Failure to Replicate: Is Psychology in Crisis?
By Naomi Stapleton, Psychology, 2016
In a landmark study, Brian Nosek’s “Reproducibility Project” found significant results for only 36 percent of the 100 psychology studies they replicated. These results, or perhaps lack thereof, have left the field in turmoil.
This study has been widely interpreted as an attack on psychology. For many, this confirms long-held suspicions about the legitimacy of psychological science, especially in light of recent reports of data tampering and fraud.

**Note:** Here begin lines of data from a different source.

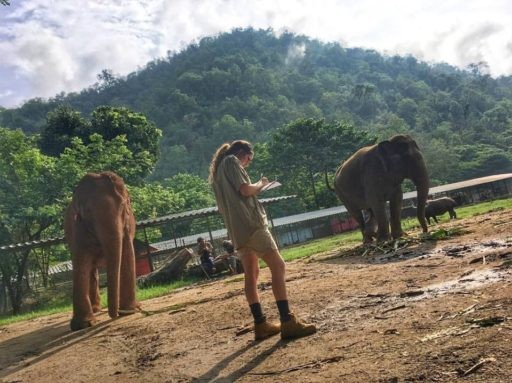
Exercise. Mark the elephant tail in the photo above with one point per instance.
(327, 182)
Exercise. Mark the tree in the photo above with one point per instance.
(31, 197)
(302, 151)
(104, 155)
(35, 189)
(62, 124)
(142, 135)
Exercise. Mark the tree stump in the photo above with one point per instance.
(171, 270)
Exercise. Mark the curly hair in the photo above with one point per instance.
(236, 147)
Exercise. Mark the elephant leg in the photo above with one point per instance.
(395, 209)
(83, 316)
(110, 237)
(127, 300)
(94, 290)
(370, 224)
(382, 222)
(357, 214)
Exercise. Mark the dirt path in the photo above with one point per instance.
(432, 312)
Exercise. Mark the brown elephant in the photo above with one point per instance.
(440, 206)
(99, 228)
(372, 176)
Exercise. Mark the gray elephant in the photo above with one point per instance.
(440, 206)
(372, 176)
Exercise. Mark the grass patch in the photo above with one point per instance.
(60, 303)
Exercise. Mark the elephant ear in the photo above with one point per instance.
(384, 153)
(391, 154)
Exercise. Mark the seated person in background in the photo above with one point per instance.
(204, 249)
(229, 257)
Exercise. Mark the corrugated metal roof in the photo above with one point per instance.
(199, 213)
(140, 224)
(277, 222)
(462, 184)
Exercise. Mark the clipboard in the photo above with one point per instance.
(271, 185)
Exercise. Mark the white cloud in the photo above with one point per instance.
(49, 47)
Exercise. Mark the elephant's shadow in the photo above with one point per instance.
(33, 347)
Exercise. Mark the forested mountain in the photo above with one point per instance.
(247, 83)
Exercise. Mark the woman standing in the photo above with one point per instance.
(246, 222)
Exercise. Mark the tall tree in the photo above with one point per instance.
(305, 149)
(62, 124)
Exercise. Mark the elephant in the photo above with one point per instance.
(440, 206)
(372, 176)
(99, 228)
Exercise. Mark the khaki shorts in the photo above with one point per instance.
(261, 242)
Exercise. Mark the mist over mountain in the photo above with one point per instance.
(246, 83)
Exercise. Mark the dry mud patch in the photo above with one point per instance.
(436, 311)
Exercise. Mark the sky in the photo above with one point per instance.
(53, 46)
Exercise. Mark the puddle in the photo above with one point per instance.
(472, 281)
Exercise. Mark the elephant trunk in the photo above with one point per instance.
(421, 180)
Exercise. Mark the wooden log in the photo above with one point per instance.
(170, 271)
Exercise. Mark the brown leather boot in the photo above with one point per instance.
(295, 328)
(265, 329)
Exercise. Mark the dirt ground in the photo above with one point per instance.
(434, 311)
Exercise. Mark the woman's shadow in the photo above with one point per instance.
(212, 375)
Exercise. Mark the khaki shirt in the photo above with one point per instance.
(242, 215)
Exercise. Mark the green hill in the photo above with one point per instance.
(246, 83)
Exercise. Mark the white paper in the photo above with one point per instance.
(271, 185)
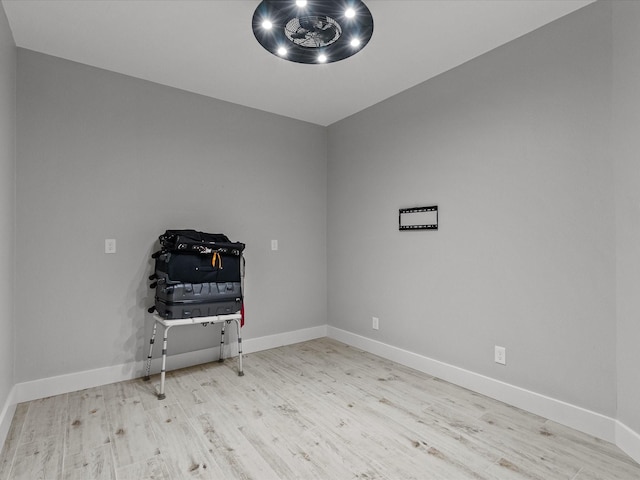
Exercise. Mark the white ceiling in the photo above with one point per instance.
(208, 47)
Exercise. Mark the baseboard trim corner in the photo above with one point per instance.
(6, 416)
(57, 385)
(581, 419)
(628, 441)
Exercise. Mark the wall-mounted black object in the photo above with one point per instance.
(313, 31)
(418, 218)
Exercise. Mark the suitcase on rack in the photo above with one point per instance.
(172, 267)
(197, 274)
(186, 300)
(175, 310)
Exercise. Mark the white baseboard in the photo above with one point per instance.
(581, 419)
(572, 416)
(6, 415)
(628, 441)
(46, 387)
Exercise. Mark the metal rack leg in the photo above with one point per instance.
(151, 342)
(240, 371)
(161, 395)
(221, 359)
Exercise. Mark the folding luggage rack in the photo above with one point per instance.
(167, 324)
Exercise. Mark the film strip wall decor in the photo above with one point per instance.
(418, 218)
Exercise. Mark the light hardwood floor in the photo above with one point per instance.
(314, 410)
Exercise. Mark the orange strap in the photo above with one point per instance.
(216, 258)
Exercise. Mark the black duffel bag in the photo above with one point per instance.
(193, 241)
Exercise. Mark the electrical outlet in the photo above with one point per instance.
(500, 355)
(110, 245)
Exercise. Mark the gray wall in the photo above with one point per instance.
(7, 203)
(103, 155)
(513, 147)
(626, 144)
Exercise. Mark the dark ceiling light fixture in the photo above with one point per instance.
(312, 31)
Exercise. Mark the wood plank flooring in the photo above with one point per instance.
(314, 410)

Nosek emphasizes that his intention with the project was not to create controversy about psychology, but rather to generate an open discussion about the research process itself. 270 contributing authors conducted 100 replications, with experimental protocol guidance and review provided by the original research teams. Replication authors chose experiments based on their own expertise, but this did not affect the likelihood of successful replication.
Many in the field support Nosek in these intentions, saying that replication is a natural and necessary part of science. One of the study’s coauthors, Cody Christopherson from Southern Oregon University, said, “This project is not evidence that anything is broken. It’s impossible to be wrong in a final sense in science. You have to be temporarily wrong, perhaps many times, before you are ever right.” Lisa Feldman-Barrett, Northeastern professor, echoed this idea in her recent New York Times op-ed. She argued that psychology is not in crisis because “failure to replicate is not a bug; it is a feature. It is what leads us along the path — the wonderfully twisty path — of scientific discovery.” She explains that this replication disparity propels research to further refine a theory. If both versions of a study are well thought-out and conducted, then the minor change between replications may in fact prove to be the deciding factor.
“failure to replicate is not a bug; it is a feature. It is what leads us along the path — the wonderfully twisty path — of scientific discovery.”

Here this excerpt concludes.